真夏の風が濃い緑の香りを運び、木の枝葉が揺れる。心地よささえ覚える葉鳴りだけが二人の間で音となっていた。静寂を破ったのは男だ。
「ありがとう。助かった」
「……ふん」
「雪奈のところに戻るか。心配しているだろう。部屋の鍵も渡しそびれている」
無言で返した華奈だったが、彼女は軽やかに大地を目指す。動き始めを見届けると、男は慎重に地面へと降り、しっかりと草の生えた地面に足を着けた。華奈へと振り返ると、彼女は沈痛な面持ちで、男を見ていた。
「そんな傷跡、昔はなかったよね?」
どこかを負傷したかと自分の身体を見回し、肩甲骨辺りから腰までシャツが裂けていること、古傷が露わになっていることに気付く。
「いつの、怪我?」
顔面蒼白になりながら問う華奈に、古傷だと、今は痛むことなどないと叩いて見せた。
「リハビリは済ませた。
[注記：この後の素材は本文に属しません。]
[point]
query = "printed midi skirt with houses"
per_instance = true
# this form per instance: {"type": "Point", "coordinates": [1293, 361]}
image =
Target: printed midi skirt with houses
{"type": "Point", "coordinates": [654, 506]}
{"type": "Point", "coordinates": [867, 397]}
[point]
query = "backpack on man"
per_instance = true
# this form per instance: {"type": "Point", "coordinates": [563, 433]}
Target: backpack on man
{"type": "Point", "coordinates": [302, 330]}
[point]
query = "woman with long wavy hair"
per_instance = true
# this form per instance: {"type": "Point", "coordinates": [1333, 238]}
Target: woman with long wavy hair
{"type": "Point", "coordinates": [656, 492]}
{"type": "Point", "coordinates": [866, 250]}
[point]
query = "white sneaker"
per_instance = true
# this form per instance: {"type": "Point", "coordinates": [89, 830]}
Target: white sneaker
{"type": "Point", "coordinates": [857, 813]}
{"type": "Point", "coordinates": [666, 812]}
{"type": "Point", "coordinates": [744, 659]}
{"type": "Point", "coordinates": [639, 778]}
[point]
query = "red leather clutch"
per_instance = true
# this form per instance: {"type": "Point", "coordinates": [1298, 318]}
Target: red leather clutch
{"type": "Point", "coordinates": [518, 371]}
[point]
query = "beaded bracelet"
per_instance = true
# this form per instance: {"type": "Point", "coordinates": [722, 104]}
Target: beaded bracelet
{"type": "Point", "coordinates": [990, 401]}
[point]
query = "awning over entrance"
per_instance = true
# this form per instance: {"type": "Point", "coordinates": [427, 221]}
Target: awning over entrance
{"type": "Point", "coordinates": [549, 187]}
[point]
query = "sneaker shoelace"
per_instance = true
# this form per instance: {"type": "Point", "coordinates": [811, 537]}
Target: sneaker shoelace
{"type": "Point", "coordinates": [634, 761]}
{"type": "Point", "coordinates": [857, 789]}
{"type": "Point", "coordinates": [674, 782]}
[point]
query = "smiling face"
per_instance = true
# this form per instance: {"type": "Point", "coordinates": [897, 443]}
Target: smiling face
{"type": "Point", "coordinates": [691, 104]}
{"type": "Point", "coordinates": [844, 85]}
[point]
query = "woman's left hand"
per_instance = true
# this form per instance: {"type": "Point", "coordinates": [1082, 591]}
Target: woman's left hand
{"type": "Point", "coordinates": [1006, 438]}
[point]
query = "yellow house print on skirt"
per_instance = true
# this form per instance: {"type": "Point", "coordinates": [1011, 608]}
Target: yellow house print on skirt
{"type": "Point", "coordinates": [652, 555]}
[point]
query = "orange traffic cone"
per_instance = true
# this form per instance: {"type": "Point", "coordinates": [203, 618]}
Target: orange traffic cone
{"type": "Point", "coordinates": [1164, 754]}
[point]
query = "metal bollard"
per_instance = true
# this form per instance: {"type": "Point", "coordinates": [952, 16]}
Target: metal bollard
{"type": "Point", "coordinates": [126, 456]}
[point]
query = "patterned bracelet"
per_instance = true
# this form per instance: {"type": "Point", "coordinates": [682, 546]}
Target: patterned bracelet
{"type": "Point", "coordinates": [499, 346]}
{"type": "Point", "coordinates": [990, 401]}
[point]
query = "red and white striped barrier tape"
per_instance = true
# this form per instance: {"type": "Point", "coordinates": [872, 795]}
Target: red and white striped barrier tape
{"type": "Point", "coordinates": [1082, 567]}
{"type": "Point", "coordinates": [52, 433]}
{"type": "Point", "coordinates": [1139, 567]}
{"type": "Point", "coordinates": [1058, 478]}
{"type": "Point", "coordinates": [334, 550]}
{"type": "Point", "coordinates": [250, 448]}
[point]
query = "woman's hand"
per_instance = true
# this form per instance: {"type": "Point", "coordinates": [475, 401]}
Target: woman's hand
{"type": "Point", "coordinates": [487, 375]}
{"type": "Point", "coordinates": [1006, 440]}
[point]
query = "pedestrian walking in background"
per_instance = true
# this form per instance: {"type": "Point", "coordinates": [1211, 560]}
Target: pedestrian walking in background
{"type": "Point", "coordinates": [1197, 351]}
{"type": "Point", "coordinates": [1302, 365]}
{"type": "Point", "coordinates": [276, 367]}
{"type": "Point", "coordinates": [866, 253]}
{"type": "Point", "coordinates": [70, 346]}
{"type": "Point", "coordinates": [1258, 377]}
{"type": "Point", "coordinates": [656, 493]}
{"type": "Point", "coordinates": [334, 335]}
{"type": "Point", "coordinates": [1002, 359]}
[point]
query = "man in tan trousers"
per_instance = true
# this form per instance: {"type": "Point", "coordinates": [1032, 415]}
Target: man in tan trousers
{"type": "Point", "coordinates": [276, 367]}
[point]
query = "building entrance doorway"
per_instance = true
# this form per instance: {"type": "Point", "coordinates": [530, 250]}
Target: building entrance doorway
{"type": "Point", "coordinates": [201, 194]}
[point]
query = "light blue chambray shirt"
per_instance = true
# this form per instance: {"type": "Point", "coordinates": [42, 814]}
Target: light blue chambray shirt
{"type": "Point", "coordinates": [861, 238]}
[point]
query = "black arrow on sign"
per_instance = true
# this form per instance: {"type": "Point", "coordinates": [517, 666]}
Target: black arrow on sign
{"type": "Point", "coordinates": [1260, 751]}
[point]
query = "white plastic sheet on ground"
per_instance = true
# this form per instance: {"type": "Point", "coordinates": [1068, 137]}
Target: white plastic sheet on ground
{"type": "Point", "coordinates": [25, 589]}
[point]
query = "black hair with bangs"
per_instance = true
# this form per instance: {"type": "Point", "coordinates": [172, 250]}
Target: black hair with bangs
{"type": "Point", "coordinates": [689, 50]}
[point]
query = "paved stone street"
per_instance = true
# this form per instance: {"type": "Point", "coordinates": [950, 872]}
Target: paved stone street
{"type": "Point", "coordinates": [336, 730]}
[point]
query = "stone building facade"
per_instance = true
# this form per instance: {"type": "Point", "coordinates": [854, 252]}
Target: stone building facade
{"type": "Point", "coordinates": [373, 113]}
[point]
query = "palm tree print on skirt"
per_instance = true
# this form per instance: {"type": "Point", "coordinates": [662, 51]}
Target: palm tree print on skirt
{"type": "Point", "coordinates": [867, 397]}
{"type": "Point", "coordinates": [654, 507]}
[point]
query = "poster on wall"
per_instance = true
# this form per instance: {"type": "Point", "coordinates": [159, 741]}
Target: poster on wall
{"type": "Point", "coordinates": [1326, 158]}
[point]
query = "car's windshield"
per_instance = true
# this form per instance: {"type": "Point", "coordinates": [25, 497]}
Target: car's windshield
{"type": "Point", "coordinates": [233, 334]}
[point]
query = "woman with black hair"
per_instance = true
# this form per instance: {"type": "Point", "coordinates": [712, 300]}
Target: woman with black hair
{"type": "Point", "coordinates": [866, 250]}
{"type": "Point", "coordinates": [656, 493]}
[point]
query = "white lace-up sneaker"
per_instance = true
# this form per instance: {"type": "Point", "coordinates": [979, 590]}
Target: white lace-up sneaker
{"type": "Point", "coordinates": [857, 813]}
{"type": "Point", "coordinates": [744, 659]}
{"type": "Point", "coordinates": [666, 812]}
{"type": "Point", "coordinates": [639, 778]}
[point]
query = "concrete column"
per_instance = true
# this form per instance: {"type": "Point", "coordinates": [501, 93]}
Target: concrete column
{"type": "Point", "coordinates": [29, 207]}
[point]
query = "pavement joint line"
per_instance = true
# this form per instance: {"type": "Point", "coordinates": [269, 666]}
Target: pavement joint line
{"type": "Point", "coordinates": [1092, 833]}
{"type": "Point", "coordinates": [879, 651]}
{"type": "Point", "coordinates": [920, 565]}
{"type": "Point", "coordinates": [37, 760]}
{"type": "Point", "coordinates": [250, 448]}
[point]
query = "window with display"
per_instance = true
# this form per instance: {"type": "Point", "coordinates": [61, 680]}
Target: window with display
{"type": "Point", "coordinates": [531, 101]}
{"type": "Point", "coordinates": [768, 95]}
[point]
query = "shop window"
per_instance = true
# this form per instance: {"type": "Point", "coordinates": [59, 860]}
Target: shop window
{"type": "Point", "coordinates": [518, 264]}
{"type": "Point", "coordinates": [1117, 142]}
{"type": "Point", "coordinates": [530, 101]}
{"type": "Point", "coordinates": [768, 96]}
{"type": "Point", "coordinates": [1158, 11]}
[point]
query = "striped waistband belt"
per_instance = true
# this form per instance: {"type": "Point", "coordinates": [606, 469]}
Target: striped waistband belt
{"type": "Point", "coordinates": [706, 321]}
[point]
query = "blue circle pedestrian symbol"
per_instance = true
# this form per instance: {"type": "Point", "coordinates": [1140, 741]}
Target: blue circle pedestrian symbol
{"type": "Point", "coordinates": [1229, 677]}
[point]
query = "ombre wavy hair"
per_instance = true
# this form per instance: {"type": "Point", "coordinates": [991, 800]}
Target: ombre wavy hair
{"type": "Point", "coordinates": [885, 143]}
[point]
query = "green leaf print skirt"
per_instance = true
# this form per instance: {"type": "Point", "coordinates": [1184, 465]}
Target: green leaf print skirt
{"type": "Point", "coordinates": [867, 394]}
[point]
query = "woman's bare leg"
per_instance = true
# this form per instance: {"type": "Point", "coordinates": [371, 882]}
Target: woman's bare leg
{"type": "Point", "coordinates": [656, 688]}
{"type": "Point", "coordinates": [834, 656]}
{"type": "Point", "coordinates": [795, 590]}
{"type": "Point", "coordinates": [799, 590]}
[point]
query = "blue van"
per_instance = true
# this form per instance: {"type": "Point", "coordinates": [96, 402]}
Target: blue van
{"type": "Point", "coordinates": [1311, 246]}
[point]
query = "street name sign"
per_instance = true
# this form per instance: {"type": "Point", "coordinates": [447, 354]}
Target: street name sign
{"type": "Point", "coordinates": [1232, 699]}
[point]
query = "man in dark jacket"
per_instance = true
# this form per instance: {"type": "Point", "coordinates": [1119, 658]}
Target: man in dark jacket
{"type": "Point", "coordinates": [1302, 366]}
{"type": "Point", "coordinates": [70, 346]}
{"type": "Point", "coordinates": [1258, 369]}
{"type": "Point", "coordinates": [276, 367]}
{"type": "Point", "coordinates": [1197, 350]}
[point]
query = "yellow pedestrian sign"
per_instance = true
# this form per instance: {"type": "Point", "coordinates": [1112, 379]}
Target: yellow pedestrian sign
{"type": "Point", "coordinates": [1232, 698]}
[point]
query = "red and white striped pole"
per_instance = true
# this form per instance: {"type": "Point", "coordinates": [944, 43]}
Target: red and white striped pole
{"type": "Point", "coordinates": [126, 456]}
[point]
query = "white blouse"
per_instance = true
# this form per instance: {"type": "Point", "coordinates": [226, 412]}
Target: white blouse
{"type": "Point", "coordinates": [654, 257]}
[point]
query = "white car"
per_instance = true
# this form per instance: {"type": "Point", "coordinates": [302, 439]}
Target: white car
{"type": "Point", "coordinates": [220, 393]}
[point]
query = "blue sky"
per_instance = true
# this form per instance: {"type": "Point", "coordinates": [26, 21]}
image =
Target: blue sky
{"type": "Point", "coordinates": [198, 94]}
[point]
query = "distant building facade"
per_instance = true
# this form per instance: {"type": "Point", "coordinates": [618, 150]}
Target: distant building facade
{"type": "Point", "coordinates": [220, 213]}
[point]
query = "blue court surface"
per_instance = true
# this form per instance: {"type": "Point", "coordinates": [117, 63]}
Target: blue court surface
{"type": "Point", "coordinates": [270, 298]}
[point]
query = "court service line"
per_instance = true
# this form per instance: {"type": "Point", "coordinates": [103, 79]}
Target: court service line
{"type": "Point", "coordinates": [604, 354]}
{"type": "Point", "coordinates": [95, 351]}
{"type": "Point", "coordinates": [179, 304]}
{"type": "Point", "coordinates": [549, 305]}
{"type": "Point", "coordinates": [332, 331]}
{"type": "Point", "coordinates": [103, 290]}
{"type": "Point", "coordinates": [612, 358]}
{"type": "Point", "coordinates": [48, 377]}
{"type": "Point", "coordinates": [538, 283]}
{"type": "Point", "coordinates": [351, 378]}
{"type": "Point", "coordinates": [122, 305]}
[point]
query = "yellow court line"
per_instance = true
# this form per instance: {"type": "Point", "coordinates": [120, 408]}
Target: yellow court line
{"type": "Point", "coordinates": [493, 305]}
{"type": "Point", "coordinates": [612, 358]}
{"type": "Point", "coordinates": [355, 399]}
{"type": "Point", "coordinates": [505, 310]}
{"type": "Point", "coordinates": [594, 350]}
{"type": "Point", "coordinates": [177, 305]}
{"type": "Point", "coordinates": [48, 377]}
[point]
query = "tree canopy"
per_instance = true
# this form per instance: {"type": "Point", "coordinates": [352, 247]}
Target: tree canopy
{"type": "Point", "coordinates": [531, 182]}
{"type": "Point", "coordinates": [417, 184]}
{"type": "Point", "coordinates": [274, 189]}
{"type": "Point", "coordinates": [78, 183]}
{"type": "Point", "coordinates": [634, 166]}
激しい運動さえしなければ問題ない」
誤魔化しは通じなかった。華奈は再度同じ質問を投げかける。交通ルールを破ったのは自分で、それがもたらした結果を言い訳には使えない。そう、今も思っている。男は華奈に背を向け、半歩踏み出し、呟く。
「あの日だ。だが、経過でミスをしたのは俺だ。その結果、お前たち姉妹に苦労を掛けた。言い訳にはならない」
「バカ、じゃないの」
華奈が一歩男へと歩み寄る。
「バカだ、私」
背後から、男の腰に手が回された。そのまま、背中に暖かい温度が触れる。
「でもお兄もバカ。言い訳しないのがかっこいいとでも思ってるの?」
「すまん」
朴念仁。分からず屋。唐変木。ぽつりぽつりと、華奈は不平をもらし、最後に言った。